Probing Internal Conversion and Dark-Matter-Induced De-excitation of 180mTa with a gamma-ray TES Array
A. Gando, K. Ichimura, K. Ishidoshiro, T. Kikuchi, T. Kishimoto, A. Takeuchi, R. Sato, R. Smith
TL;DR
This work investigates a source-equals-detector gamma-ray TES approach to search for the de-excitation of the long-lived isomer $^{180\mathrm{m}}\mathrm{Ta}$, exploiting calorimetric energy measurement to capture internal conversion electrons, X rays, and nuclear recoils, paired with a delayed-coincidence tag from the EC decay to $^{180}\mathrm{Hf}$. It provides a quantitative sensitivity study for both standard IC de-excitation and DM-induced processes, considering strongly interacting DM and inelastic DM scenarios across different TES-array scales. The results show that medium-scale arrays ($N_{\mathrm{TES}} \sim 10^2$–$10^3$) can reach the theoretical IC half-life within a few years, while larger arrays ($N_{\mathrm{TES}} \sim 10^4$) with five years of data can probe DM parameter spaces beyond current HPGe constraints, leveraging event-by-event discrimination enabled by calorimetry. The study emphasizes the importance of empirically measuring the $^{180\mathrm{m}}\mathrm{Ta}$ IC half-life to calibrate nuclear-structure inputs and outlines a path toward prototype demonstrations and eventual deployment in underground laboratories such as Kamioka.
Abstract
We propose and evaluate a source-as-detector search for the de-excitation of the long-lived isomer $^{180\mathrm{m}}\mathrm{Ta}$ in natural tantalum (Ta), using a $γ$-ray transition-edge-sensor (TES) array.

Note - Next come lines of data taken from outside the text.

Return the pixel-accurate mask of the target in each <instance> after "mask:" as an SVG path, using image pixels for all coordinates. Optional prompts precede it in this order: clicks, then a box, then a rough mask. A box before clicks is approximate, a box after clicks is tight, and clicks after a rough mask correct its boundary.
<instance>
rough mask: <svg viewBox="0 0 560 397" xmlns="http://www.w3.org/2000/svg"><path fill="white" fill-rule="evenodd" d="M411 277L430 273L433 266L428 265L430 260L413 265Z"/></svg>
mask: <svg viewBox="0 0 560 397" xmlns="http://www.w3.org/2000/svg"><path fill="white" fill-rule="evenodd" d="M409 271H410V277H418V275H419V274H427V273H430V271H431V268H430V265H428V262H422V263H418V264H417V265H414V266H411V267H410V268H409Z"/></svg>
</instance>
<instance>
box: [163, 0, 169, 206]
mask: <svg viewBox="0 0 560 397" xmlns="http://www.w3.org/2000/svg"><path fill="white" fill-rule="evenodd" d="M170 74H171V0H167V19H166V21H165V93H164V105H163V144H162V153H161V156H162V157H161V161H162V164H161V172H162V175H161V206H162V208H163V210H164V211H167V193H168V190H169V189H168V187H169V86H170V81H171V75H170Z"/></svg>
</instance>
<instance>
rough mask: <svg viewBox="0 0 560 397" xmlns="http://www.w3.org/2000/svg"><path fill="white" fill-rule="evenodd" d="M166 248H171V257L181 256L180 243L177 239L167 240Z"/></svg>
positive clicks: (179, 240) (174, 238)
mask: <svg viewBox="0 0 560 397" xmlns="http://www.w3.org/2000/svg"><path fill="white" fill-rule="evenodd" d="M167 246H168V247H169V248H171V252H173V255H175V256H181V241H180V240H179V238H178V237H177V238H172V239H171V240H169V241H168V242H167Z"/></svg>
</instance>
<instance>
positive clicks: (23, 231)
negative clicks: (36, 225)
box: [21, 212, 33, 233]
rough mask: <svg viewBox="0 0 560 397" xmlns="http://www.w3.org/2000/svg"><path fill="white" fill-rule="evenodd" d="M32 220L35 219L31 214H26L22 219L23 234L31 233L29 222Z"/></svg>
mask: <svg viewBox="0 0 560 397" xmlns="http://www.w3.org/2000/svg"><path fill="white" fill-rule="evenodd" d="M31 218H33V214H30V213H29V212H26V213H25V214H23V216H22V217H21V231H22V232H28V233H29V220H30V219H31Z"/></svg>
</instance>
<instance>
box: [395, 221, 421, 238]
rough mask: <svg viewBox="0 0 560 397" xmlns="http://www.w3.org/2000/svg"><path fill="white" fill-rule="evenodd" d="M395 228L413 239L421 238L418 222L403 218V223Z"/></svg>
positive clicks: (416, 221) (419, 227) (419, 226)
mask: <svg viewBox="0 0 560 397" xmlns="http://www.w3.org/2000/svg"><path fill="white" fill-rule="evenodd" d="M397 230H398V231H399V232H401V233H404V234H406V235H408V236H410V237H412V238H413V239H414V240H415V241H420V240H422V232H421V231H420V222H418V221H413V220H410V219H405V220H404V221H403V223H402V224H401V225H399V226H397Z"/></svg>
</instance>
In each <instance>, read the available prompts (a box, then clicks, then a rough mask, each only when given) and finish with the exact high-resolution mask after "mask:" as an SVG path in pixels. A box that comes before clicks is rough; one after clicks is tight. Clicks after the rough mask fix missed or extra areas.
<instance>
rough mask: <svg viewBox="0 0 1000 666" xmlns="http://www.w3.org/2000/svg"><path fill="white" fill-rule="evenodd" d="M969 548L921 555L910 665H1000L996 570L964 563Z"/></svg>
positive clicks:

We exploit two capabilities not available in conventional high-purity germanium (HPGe) searches: (i) near-unity containment of low-energy secondaries (internal-conversion electrons and characteristic X rays), as well as the nuclear recoil, enabling a calorimetric, event-by-event measurement of the total energy deposited in the absorber; and (ii) a delayed-coincidence tag based on the subsequent ${}^{180}$Ta electron-capture (EC) decay to ${}^{180}$Hf. We evaluate the $3σ$ discovery reach for internal conversion (IC) and for dark-matter-induced de-excitation in two benchmark scenarios: a strongly interacting dark-matter (DM) subcomponent and inelastic DM with off-diagonal couplings. Using a background model based on intrinsic radioactivity in the Ta absorber and realistic detector performance, we show that arrays with $N_{\mathrm{TES}}=256$ and $1{,}000$ pixels can reach the theoretically expected IC half-life within $2.6$~yr and $0.66$~yr, respectively. For an array with $N_{\mathrm{TES}}=10^4$ and a five-year exposure, the projected sensitivity to DM-induced de-excitation surpasses limits inferred from HPGe non-observations of ${}^{180\mathrm{m}}$Ta and probes regions of parameter space not covered by current direct-detection experiments.